The supplementary Cuban Trade Agreement contained a quota limitation expressed in a proviso, as follows:

Note: Filler tobacco, not specially provided for, unstemmed or stemmed (other than cigarette leaf tobacco), and scrap tobacco, the growth, produce or manufacture of the Republic of Cuba, entered, or withdrawn from warehouse, for consumption in excess of a total quantity (unstemmed equivalent) of 22,000,000 pounds in any calendar year after 1939, shall be subject to duty as though such articles were not enumerated and described in this Schedule, but the rates of duty thereon shall not exceed those in effect on August 24, 1934. * * *

It appears that at the time the importer withdrew the tobacco from the warehouse, the Cuban quota had been exhausted but this seems not to have been then known to the Collector of Customs (or to the deputy collector who in fact attended to the transaction) at the Los Angeles port.

There is no claim that the importer had any knowledge of the quota having been exhausted and no challenge of his statement made in a [140]*140letter or petition hereinafter set forth that “had he known it would not come under the quota, he would not have withdrawn it [from warehouse] at that time.”
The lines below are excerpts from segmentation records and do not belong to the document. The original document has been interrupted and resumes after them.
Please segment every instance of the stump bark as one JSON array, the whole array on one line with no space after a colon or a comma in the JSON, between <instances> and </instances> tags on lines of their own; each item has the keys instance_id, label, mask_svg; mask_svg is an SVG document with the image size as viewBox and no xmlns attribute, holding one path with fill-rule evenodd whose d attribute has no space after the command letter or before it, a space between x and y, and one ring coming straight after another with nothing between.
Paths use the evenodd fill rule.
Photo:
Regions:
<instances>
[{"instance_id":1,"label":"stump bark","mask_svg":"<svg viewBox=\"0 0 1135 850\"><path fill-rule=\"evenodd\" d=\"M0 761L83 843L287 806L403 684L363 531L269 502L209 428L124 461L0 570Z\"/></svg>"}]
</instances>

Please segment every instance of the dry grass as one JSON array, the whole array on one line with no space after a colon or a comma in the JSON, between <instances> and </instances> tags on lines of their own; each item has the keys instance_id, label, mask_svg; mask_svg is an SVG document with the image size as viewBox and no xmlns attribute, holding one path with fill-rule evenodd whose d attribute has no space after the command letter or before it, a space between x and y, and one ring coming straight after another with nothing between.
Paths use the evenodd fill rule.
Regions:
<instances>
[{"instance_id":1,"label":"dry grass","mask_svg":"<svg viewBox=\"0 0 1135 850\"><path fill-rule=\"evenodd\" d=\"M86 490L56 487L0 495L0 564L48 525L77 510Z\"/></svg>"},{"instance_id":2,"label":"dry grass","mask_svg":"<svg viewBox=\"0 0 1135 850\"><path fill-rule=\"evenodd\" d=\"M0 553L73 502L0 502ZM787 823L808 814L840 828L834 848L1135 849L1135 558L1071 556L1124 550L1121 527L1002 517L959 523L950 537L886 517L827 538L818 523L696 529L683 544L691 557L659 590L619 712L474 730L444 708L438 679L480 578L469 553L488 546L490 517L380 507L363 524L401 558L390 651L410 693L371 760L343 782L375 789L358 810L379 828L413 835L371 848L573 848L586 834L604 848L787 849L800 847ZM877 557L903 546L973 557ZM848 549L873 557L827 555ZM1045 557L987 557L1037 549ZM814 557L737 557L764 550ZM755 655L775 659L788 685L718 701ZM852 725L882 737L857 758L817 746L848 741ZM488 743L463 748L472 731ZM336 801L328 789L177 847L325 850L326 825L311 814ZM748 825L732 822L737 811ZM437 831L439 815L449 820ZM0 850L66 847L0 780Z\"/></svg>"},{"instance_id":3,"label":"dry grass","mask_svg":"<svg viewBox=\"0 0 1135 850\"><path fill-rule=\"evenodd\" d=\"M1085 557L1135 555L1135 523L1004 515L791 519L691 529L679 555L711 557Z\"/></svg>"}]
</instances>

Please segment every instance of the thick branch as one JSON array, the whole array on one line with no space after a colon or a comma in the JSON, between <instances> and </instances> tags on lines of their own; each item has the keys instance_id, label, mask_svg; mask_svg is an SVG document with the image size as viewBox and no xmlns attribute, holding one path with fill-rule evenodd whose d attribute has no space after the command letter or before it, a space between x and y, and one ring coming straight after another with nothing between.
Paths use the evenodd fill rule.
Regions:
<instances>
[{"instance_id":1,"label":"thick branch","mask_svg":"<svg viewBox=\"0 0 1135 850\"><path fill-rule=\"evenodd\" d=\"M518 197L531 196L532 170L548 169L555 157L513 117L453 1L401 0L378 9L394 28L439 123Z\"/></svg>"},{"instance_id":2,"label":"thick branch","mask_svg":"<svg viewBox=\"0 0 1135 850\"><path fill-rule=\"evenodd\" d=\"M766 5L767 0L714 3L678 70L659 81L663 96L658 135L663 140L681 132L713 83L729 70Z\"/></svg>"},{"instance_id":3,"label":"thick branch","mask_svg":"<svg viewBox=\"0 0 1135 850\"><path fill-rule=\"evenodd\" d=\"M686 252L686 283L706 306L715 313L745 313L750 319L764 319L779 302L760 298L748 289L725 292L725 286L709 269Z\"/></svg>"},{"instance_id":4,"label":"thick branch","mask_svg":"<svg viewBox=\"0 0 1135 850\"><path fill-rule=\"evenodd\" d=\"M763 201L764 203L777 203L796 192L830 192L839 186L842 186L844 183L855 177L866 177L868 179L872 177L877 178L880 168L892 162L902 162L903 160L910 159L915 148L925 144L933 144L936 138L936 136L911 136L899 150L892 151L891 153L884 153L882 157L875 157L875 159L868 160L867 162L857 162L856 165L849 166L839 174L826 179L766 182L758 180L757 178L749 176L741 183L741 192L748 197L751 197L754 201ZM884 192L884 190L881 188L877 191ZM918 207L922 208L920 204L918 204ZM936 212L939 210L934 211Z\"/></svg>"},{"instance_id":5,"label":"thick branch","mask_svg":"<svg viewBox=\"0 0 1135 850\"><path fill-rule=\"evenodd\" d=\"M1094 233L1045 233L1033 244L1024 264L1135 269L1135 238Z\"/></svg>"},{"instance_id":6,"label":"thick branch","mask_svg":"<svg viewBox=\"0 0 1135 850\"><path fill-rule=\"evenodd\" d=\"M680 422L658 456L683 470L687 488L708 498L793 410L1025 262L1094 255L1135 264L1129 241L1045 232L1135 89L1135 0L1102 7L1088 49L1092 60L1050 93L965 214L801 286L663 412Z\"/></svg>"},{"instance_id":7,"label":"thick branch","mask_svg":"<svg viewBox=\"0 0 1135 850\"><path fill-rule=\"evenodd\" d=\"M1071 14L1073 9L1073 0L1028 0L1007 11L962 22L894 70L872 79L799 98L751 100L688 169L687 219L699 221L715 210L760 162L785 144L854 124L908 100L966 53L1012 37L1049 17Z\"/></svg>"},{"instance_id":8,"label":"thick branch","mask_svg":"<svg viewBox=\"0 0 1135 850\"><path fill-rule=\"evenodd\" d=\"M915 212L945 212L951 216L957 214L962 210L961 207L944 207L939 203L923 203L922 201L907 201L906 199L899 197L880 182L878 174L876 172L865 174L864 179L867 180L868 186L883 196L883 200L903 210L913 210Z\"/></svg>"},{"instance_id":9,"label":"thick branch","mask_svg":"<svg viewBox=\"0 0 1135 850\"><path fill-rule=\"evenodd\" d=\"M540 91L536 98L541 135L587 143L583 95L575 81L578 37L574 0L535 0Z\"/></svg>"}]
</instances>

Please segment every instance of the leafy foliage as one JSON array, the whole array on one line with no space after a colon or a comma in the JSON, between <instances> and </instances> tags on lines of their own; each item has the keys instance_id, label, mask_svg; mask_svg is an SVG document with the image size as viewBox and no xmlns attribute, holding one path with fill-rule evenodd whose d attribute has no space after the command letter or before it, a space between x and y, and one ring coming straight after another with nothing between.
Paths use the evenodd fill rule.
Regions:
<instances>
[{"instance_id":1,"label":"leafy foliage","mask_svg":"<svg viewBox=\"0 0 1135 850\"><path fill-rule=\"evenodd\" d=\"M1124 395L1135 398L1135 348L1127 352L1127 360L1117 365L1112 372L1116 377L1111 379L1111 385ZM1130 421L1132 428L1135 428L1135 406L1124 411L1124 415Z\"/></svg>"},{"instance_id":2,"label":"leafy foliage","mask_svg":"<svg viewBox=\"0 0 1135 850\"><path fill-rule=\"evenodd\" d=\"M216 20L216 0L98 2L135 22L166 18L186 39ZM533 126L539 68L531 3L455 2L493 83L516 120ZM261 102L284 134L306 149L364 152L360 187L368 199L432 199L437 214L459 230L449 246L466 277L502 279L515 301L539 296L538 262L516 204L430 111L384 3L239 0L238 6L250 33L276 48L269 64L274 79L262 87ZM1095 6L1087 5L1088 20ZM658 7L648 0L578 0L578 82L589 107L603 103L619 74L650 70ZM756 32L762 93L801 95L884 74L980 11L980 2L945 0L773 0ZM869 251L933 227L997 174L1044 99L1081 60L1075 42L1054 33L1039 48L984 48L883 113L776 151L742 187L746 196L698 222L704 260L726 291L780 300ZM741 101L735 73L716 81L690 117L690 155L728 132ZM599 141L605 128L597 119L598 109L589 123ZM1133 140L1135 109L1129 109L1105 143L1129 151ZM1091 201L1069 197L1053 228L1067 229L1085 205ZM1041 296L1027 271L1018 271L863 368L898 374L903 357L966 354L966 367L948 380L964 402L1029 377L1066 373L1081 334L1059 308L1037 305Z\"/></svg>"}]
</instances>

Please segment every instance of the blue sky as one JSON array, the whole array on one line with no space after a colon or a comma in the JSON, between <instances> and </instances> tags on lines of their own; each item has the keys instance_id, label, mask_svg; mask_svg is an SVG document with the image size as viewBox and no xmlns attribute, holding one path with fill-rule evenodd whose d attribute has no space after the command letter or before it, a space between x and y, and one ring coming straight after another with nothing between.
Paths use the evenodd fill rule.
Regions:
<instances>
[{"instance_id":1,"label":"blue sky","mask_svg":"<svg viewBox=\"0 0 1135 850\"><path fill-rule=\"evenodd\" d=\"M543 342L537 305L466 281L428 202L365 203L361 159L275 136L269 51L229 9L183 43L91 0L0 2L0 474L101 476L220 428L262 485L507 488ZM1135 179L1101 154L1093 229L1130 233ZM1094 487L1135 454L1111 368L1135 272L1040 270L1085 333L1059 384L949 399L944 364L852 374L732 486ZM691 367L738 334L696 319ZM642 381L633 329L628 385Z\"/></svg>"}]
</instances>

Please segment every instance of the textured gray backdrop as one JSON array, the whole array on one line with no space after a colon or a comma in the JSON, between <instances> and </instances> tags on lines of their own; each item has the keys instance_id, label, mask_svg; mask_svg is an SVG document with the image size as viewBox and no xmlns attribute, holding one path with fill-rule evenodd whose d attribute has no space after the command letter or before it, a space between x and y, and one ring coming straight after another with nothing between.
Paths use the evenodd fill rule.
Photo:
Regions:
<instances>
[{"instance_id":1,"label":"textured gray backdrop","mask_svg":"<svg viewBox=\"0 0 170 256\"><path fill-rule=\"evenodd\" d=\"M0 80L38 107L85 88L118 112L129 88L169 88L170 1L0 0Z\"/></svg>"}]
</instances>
The assessment of duty at the 20 cent per pound rate was made and paid, the entry being liquidated on the basis of that rate on November 28, 1942.

On April 10, 1943, more than 6 months after the tobacco had been withdrawn from the warehouse and more than 4 months after the liquidation, the collector’s office at Los Angeles seems to have learned for the first time that the Cuban quota for the calendar year 1942 had been exhausted at the time the tobacco was withdrawn from warehouse, and the deputy collector in charge of the Liquidation Division, disregarding the liquidation of November 28, 1942, made what he designated as a reliquidation in which duty was assessed at 40 cents per pound, and payment by the importer at that rate was demanded, the additional amount demanded expressed in dollars and cents being $5,434.80.

The information with respect to the Cuban quota being exhausted apparently was contained in a C. I. E. (Customs Information Exchange) letter, dated September 21, 1942, which those in the collector’s office at Los Angeles appear to have overlooked. At any rate the deputy collector in charge of the matter testified that “through an oversight, our office was not aware of the fact that the quota had been consumed * * and also that, “It [the error in the office] consisted of overlooking, I believe, of a C. I. E. circular letter advising us of the fact that the quota had been consumed.”

“Customs Information Exchange” letters are not documents open to the public but are circulated between customs officers only. So, the importer was not chargeable with any constructive notice as to the status of the Cuban quota.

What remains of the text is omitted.